Nothing is rendered for $n, because DoenetML won’t guess which n you meant.
The editor surfaces the problem in the Warnings panel — its tab is marked
with a icon — reporting
Multiple referents found for reference: $n. The same message also appears
in a tooltip when you hover over $n in the editor.
Disambiguating with a named ancestor
If two components with the same name are in different ancestors, you can create
unique references to them by giving those ancestors unique names and
referencing through the ancestor names. Naming the two sections s1 and s2
lets you reach each n unambiguously with $s1.n and $s2.n.
When a name doesn’t exist
If nothing with the referenced name can be found, the reference fails. A common cause is a typo in the name.
As with an ambiguous reference, $total renders nothing and DoenetML reports a
warning — here, No referent found for reference: $total — shown in the
Warnings panel and as a tooltip on hover.

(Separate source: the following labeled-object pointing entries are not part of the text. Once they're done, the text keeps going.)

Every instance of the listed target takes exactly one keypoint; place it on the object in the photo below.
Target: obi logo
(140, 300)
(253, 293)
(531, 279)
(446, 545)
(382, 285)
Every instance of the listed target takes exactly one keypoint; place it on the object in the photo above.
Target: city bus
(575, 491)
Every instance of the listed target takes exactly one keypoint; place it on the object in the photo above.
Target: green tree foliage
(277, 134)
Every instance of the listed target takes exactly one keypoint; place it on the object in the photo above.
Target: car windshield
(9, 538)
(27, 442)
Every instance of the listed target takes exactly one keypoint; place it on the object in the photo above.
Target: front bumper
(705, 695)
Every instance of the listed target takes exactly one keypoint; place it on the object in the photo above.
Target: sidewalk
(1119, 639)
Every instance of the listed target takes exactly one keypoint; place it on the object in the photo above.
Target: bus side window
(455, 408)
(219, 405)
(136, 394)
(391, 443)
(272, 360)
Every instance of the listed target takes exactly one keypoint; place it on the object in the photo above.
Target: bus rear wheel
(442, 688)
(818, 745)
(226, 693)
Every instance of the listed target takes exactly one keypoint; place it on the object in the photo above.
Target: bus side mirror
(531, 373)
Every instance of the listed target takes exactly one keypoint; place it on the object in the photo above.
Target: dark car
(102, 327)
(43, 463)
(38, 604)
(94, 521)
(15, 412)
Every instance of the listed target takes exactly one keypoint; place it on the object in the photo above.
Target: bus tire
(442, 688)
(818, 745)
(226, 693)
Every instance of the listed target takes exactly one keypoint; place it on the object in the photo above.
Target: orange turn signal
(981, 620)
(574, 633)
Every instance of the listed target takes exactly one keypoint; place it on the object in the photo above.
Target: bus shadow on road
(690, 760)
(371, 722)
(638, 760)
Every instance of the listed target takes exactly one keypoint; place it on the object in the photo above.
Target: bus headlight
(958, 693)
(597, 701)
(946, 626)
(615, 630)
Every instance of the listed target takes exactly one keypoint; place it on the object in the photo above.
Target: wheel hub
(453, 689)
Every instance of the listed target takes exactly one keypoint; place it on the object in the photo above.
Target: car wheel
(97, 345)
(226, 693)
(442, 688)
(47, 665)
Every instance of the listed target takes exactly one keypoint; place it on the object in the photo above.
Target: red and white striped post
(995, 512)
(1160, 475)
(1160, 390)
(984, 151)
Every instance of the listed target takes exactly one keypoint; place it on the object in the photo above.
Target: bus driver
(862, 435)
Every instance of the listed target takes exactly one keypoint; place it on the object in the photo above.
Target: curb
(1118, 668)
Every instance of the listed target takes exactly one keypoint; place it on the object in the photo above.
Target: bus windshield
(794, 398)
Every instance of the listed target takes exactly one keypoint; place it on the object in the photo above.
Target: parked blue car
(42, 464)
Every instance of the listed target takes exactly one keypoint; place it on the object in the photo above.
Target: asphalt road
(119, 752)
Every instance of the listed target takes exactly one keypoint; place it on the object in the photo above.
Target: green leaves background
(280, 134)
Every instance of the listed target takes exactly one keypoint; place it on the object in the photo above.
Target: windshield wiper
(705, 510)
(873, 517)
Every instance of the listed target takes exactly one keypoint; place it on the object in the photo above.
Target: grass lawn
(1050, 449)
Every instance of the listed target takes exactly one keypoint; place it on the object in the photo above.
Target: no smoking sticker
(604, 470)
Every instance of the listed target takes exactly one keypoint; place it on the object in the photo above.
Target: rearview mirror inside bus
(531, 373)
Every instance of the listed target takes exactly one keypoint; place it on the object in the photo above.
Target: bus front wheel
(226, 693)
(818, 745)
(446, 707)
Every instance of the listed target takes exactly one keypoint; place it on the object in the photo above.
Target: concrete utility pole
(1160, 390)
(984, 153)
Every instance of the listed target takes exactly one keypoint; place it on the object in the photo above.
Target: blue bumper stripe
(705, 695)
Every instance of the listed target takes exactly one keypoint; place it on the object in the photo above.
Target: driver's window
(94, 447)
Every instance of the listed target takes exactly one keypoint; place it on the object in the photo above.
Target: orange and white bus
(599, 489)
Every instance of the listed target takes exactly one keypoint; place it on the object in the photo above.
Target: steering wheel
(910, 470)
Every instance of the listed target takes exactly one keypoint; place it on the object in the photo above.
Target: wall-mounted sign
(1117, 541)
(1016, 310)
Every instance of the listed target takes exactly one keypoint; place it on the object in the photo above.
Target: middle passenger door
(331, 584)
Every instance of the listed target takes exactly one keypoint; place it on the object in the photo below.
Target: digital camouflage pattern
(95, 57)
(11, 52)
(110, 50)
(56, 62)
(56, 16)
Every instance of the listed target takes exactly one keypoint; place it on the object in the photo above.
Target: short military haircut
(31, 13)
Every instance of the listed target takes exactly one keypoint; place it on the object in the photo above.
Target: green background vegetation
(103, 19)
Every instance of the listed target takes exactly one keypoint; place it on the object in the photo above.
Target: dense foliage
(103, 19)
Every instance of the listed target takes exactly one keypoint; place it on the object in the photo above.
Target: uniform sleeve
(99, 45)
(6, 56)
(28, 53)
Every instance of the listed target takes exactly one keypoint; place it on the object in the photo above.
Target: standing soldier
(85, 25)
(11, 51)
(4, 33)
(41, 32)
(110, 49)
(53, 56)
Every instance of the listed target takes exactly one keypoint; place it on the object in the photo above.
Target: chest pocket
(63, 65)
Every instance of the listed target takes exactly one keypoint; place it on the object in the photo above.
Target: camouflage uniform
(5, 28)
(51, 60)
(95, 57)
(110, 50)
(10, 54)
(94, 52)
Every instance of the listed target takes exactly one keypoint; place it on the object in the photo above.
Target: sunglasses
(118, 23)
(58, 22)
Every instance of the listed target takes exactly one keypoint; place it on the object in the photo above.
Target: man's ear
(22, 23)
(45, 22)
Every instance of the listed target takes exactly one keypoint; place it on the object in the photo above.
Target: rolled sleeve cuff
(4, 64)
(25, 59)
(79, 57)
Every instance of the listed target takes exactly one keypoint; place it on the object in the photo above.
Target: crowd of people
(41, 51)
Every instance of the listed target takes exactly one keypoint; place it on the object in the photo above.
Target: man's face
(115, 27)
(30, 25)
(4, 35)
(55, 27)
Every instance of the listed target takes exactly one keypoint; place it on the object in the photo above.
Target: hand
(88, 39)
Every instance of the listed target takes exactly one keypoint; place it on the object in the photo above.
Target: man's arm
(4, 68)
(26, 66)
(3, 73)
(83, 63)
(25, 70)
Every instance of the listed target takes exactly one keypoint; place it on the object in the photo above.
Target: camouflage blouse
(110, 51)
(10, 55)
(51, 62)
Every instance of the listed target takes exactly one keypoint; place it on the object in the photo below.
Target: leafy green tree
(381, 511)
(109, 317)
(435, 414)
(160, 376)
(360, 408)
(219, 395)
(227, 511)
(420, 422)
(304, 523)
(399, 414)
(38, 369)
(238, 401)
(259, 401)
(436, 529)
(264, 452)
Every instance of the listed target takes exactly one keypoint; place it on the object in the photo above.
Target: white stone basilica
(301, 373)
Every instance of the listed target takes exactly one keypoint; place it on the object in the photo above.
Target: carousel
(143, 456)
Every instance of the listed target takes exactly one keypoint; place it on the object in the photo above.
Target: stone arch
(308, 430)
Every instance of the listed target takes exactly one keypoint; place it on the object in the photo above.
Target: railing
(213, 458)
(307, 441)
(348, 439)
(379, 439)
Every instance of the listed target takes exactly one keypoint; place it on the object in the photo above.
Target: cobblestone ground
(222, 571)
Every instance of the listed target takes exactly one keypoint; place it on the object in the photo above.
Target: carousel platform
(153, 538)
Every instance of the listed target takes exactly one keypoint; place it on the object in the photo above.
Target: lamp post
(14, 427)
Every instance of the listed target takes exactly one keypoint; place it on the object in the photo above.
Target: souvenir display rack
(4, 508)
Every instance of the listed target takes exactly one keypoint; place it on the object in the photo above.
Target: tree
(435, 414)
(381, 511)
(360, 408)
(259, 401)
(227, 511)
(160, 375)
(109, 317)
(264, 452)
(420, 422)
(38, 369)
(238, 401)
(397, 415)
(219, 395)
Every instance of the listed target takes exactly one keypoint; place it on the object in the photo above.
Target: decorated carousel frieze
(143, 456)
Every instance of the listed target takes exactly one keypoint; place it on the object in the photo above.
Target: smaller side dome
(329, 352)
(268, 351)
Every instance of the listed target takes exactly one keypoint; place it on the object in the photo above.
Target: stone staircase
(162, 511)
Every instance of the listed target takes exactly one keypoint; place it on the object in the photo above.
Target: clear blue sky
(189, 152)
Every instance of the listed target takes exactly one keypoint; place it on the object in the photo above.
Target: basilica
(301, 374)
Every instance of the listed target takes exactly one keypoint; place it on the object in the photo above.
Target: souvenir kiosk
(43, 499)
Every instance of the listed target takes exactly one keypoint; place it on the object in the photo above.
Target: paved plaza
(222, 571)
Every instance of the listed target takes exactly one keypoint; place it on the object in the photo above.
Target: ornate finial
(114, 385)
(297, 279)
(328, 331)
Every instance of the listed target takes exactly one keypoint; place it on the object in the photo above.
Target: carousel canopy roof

Referencing repeated content
A <repeat> (or
<repeatForSequence>) generates several
copies of its content. Use a bracketed index to reference one iteration, the
valueName/indexName bindings to reference the per-iteration values inside
the repeat, and a name on a component in the body to reach that component in a
chosen iteration.
Here $rep[2] references the second iteration of the repeat and
$rep[2].squared the <math name="squared"> defined inside it, while
$rep[1].v references the valueName binding v from the first iteration.